Peu visible du grand public et critiquée dans les médias pendant sa vice-présidence, Kamala Harris a été propulsée candidate à la vitesse de la lumière – dans un retournement qui ne manquera pas d’inspirer des scénaristes –, mais reste méconnue des Américains comme du reste du monde.
A un battement de cœur de la présidence, Kamala Harris a souvent représenté les intérêts américains auprès de partenaires étrangers. C’est elle qui rencontre le président ukrainien Volodymyr Zelensky, en février 2022, pour le presser de croire en la détermination de Poutine à envahir son pays. C’est elle encore qui se rend en France, en novembre 2021, pour sceller la réconciliation franco-américaine après l’affaire des sous-marins australiens : elle prononce un discours au Forum de Paris sur la paix, lance une coopération spatiale et participe à un sommet sur la Libye.

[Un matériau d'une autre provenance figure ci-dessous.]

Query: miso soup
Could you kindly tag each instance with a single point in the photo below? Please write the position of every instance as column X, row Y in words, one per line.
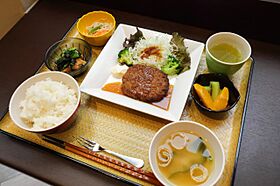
column 226, row 53
column 184, row 158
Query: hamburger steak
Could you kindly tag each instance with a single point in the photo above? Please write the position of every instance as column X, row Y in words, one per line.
column 145, row 83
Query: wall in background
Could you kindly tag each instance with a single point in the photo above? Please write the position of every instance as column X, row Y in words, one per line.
column 11, row 11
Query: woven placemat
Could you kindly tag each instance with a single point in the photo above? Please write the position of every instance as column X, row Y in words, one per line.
column 130, row 132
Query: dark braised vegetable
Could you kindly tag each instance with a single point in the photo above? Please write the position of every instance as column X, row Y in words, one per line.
column 70, row 60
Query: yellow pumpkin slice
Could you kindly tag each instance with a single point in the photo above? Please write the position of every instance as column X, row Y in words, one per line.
column 204, row 95
column 221, row 101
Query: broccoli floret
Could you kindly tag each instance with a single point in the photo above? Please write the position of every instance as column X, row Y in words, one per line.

Lors de ces rencontres, les partenaires ont vanté son sérieux et sa capacité de travail, mais sans vraiment pouvoir clarifier ses vues de politique étrangère, ce qui les porte souvent à croire, à tort, qu’une administration Harris serait dans la droite ligne d’une administration Biden. Mais cela mésestime sans doute les évolutions qui traversent l’Amérique en matière de politique étrangère. Fidèle au président, Kamala Harris appartient toutefois à une nouvelle génération de démocrates, qui portent un regard différent sur le monde et la place de l’Amérique.
Parfois surnommé « le dernier président atlantiste », Joe Biden incarne une version classique de la pensée démocrate de politique étrangère : la foi dans le rôle vertueux du leadership américain sur la scène internationale, appuyé sur des institutions internationales fortes et des alliances militaires solides. Héritiers des internationalistes libéraux du temps de la guerre froide, les « leaders » prônent un usage raisonné mais ambitieux de la puissance américaine – le smart power, comme l’appelait Hillary Clinton, alors secrétaire d’Etat de la première administration Obama – pour lutter contre les révisionnismes russe et chinois et garantir la stabilité de l’ordre mondial.
Mais une contestation vigoureuse a imposé une remise en question du courant dominant de politique étrangère. Critiques d’une Amérique militariste et va-t-en-guerre, les « progressistes » considèrent que la politique étrangère doit avant tout servir les intérêts de la classe moyenne et ouvrière américaine, ravagée par deux décennies de guerre en Irak et en Afghanistan et par des accords commerciaux engendrant la désindustrialisation. Inspirés par les mouvements syndicaux et de justice raciale, les progressistes veulent voir la politique étrangère américaine prioriser l’action climatique et la lutte contre la pauvreté, plutôt que de gonfler encore le budget de la défense. Plus récemment, c’est Gaza qui est devenu le point cardinal des progressistes. Lors de la convention démocrate, la représentante Alexandria Ocasio-Cortez et le sénateur Bernie Sanders ont tous deux martelé l’urgence d’un cessez-le-feu, en écho aux milliers de manifestants propalestiniens à l’extérieur.